Jamestown Native Celebrates Six-Year Anniversary Of Bookstore Opening
WARREN, Pa. – “When I went to make a cup of coffee one day, I couldn’t find the coffee,” said Jamestown native Michael Yahn, co-owner of Authors Books & Music in Warren, Pa. “Some things just take priority.”
Yahn was referring to the stacks of books and records surrounding him, among which the coffee had been misplaced that day.
“Our main goal is just generally to promote literacy as an art form,” Yahn said of Authors Books & Music, which he co-owns with his wife Shannon.
The Yahns celebrated the store’s sixth anniversary in November.
Shannon Yahn, originally from Pittsburgh but raised in the Warren area, had been working in real estate and bought an estate filled with movie posters and books. It was a jackpot for the couple who met through a mutual friend. They spent their first date at a local garage sale and eventually married.

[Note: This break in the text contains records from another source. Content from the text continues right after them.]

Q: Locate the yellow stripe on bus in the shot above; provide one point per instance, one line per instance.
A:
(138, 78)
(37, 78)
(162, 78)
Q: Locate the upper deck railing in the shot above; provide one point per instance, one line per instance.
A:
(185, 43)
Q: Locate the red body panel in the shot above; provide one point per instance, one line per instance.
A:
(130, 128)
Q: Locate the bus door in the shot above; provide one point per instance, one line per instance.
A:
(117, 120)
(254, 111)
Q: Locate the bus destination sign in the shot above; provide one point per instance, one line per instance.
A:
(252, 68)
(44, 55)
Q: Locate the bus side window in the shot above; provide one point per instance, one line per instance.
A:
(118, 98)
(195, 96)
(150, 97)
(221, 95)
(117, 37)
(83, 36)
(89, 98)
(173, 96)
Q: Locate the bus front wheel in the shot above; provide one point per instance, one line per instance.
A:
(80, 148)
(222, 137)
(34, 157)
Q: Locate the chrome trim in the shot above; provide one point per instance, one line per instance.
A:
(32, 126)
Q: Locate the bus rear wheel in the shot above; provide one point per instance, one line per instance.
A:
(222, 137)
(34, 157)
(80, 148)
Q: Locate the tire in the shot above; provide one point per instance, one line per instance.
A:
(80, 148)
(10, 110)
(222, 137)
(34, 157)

“We’d both been book lovers,” Michael says, and notes that their shared love of music, combined with a fondness for the general aesthetic of the literary life, led them to a mutual goal of one day owning their own book store. “The type of place we’d want to go to,” he describes their dream-turned-reality from behind the cashwrap at their current location, 227 Liberty Street in downtown Warren.

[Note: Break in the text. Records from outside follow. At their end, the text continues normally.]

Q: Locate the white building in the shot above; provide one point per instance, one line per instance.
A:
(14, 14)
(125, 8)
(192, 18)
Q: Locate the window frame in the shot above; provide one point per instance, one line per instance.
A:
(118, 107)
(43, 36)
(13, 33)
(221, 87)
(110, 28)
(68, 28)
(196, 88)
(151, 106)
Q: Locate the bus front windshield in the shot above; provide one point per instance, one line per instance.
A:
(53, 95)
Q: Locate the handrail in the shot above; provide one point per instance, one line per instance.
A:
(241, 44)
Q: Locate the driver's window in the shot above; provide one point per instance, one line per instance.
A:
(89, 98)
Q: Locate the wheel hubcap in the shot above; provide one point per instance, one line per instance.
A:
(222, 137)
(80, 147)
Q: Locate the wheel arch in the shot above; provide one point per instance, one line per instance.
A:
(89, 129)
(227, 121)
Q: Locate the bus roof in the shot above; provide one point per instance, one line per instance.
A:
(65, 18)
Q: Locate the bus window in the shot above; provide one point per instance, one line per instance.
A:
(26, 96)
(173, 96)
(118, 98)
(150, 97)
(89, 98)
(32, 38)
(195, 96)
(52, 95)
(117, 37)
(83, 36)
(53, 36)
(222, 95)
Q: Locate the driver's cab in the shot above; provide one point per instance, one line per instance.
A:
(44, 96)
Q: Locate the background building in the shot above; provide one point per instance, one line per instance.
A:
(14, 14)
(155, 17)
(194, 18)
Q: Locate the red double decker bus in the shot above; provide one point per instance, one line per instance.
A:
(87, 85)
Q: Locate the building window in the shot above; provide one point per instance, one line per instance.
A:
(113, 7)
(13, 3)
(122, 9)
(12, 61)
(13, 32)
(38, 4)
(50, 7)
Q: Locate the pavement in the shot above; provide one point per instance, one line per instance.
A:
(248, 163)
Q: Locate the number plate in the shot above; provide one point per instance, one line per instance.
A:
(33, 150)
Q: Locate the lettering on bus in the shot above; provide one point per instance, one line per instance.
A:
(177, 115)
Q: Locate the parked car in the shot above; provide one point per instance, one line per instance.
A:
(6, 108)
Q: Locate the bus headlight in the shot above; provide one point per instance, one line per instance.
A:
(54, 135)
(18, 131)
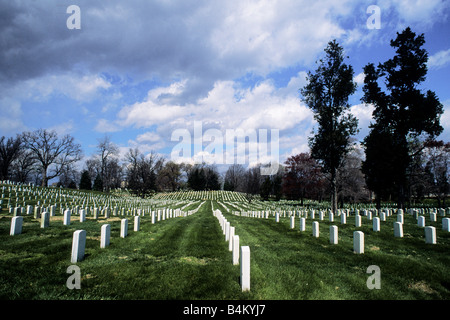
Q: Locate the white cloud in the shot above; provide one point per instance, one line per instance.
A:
(439, 59)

The day of the coffee incident came after Shannon’s original purchase of the media-filled estate, which led the couple to their first taste of the book merchant’s life. Michael began auctioning the memorabilia on eBay and said things started going well so well that he told Shannon, “You need to quit real estate.”
They were on their way.
From there, the pair began renting spots in antique shops and second-hand stores, like the Salamanca Antique Mall and the Allegheny Book Mart. Eventually, their rummaging hobby grew so hearty as to require, one might say, a room of one’s own. And Liberty Street it was.
Authors Books & Music opened its doors in 2010, celebrating its sixth anniversary in November. While the store is mostly an outlet for used books, records, posters, and the work of local authors, there is another aspect of the store that should excite readers, writers and listeners alike, Yahn said.

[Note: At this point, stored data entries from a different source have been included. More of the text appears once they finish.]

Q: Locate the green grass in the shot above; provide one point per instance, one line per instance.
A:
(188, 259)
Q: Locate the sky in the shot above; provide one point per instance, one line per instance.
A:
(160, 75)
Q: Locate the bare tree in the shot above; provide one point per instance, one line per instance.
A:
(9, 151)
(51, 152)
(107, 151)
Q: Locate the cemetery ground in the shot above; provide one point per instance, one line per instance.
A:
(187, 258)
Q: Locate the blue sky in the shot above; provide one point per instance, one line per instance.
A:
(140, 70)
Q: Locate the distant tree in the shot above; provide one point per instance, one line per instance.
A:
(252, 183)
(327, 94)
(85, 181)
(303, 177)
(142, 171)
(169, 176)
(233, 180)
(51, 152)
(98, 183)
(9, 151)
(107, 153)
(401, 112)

The store hosts an open read night each month, stopping only during the holiday season and starting again soon after each new year. Anyone who writes and wants to share their material is invited to take a spot during the traditional open mic format of the event, as well as to those interested in reading favorite pieces from other writers, or those simply looking to enjoy the community with local writers and literary enthusiasts.
Yahn said he followed a convoluted path to calling himself a writer, spending time at Jamestown Community College and studying psychology and block printing before having articles printed in the ’90s, with his article on collecting Marx Brothers albums landing the cover of an issue of Goldmine in 1996. For someone who says he “wasn’t the teacher’s favorite” in school, it seemed he’d found his niche.
“The main struggle is for people to know we’re here,” Yahn said.
Even with their presence on Facebook, their website, and the ever-present paper mache face of Poe gazing out on their sidewalk signage, he said there is always the problem of driving business for a brick-and-mortar bookseller. What he aims to provide for the community with his store is both the physical products with which he and Shannon fell in love, as well as a place to promote literacy and local authors. They want to publish the work of those authors and function as the hub of the local writing and reading community.
Open read nights at Authors will resume in February 2016 and will be held on the first Tuesday of each month from 6-8 p.m. until around October, when the Yahns will break again for the holidays. Goals for the future include more book signings, events and discussion groups this spring and work is underway in the hopes of scheduling an appearance by Anne Serling, daughter of Rod Serling famous for writing and narrating the 1959 series “The Twilight Zone.”